- #1

- 1,086

- 2

## Homework Statement

How many subgroups of index 10 are in [itex]\mathbb{Z}_{20} \times \mathbb{Z}_{9} \times \mathbb{Z}_{35}[/itex]?

## The Attempt at a Solution

So I figure the order of this group would be 20 x 9 x 35 = 6300, and so any subgroup of index 10 would have order 630. By the fundamental theorem of finite commutative groups, you get that such a subgroup is isomorphic to one of these two:

- [itex]\mathbb{Z}_{2} \times \mathbb{Z}_{9} \times \mathbb{Z}_{5} \times \mathbb{Z}_{7}[/itex]

- [itex]\mathbb{Z}_{2} \times \mathbb{Z}_{3} \times \mathbb{Z}_{3} \times \mathbb{Z}_{5} \times \mathbb{Z}_{7}[/itex]

On the other hand, the elementary divisor decomposition of the main group is [itex]\mathbb{Z}_{4} \times \mathbb{Z}_{5} \times \mathbb{Z}_{9} \times \mathbb{Z}_{5} \times \mathbb{Z}_{7}.[/itex]
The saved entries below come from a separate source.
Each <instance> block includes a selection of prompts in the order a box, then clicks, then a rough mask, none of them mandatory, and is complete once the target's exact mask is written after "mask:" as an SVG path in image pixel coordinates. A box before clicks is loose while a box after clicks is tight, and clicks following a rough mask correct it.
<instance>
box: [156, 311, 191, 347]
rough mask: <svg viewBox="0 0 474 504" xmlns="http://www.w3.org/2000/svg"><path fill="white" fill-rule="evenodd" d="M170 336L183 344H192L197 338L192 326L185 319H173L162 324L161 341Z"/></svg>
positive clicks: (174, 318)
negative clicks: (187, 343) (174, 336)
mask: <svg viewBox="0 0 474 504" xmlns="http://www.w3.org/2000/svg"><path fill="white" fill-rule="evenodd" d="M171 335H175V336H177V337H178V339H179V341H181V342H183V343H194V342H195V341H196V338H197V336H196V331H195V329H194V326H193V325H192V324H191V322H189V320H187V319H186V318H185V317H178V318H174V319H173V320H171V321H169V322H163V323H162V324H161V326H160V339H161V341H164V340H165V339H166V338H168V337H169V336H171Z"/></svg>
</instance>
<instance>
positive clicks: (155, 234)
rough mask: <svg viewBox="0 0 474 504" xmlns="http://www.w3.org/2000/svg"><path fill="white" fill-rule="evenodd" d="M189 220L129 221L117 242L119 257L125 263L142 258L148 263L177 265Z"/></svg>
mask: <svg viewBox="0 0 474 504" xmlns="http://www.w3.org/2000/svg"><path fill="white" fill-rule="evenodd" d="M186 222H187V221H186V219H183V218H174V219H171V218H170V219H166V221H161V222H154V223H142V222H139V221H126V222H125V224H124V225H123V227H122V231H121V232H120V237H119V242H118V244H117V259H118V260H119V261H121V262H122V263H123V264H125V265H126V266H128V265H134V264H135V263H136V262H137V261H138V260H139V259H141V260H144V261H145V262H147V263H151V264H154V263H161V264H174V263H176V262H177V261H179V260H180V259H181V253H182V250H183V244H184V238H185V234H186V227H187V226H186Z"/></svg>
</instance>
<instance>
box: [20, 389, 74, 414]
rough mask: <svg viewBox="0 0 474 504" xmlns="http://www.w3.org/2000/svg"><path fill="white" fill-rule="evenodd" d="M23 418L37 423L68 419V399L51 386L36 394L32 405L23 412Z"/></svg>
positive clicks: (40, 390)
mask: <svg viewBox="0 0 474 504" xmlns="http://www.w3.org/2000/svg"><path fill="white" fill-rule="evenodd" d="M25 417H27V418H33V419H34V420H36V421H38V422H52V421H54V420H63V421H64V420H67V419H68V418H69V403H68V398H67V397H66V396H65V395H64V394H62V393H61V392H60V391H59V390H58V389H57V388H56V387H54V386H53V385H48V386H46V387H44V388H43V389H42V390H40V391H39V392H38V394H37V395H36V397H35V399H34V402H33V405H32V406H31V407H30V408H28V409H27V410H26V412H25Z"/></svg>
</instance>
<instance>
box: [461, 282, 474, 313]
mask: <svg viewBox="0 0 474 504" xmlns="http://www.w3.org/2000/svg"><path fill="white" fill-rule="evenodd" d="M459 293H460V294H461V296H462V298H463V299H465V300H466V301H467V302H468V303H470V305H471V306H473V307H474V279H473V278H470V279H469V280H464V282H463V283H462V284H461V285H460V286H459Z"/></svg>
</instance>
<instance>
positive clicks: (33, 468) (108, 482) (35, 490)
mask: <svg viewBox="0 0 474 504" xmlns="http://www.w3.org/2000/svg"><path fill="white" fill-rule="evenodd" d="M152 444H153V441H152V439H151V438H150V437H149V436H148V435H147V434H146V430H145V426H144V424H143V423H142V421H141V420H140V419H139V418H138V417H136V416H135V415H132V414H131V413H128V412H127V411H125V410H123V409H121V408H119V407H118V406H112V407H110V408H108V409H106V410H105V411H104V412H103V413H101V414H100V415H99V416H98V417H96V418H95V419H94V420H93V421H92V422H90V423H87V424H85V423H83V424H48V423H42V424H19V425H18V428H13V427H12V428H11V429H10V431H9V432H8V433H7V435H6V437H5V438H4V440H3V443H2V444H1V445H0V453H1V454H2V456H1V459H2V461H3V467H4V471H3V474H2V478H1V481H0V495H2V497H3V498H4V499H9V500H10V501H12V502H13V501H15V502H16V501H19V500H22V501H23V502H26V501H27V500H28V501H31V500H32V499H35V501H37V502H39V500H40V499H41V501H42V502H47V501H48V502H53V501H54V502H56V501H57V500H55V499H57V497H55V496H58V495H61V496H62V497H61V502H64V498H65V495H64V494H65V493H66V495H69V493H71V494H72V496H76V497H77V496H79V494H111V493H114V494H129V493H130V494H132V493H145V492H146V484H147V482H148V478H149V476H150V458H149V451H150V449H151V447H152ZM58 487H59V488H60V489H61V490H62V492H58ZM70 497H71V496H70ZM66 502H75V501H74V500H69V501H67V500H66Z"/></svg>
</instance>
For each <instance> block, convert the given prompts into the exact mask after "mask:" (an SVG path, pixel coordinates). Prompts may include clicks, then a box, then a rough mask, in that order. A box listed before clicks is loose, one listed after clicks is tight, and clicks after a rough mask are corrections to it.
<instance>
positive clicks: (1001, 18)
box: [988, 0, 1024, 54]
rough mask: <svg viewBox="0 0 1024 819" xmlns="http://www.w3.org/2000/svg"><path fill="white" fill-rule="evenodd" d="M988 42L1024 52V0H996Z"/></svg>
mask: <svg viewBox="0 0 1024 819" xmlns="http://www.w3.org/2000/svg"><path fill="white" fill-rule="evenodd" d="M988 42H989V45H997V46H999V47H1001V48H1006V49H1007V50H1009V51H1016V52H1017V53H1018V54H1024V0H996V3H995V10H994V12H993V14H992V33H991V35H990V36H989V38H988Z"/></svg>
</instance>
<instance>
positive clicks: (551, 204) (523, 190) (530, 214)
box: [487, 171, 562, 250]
I can see some of the elements in the decompositions match, but I don't know where to go from here. First I thought of just counting the number of elements of order 630, but I'm not sure this is the right approach, and I also don't really know how to account for all of them with so many different groups in the decomposition.

Any thoughts on this?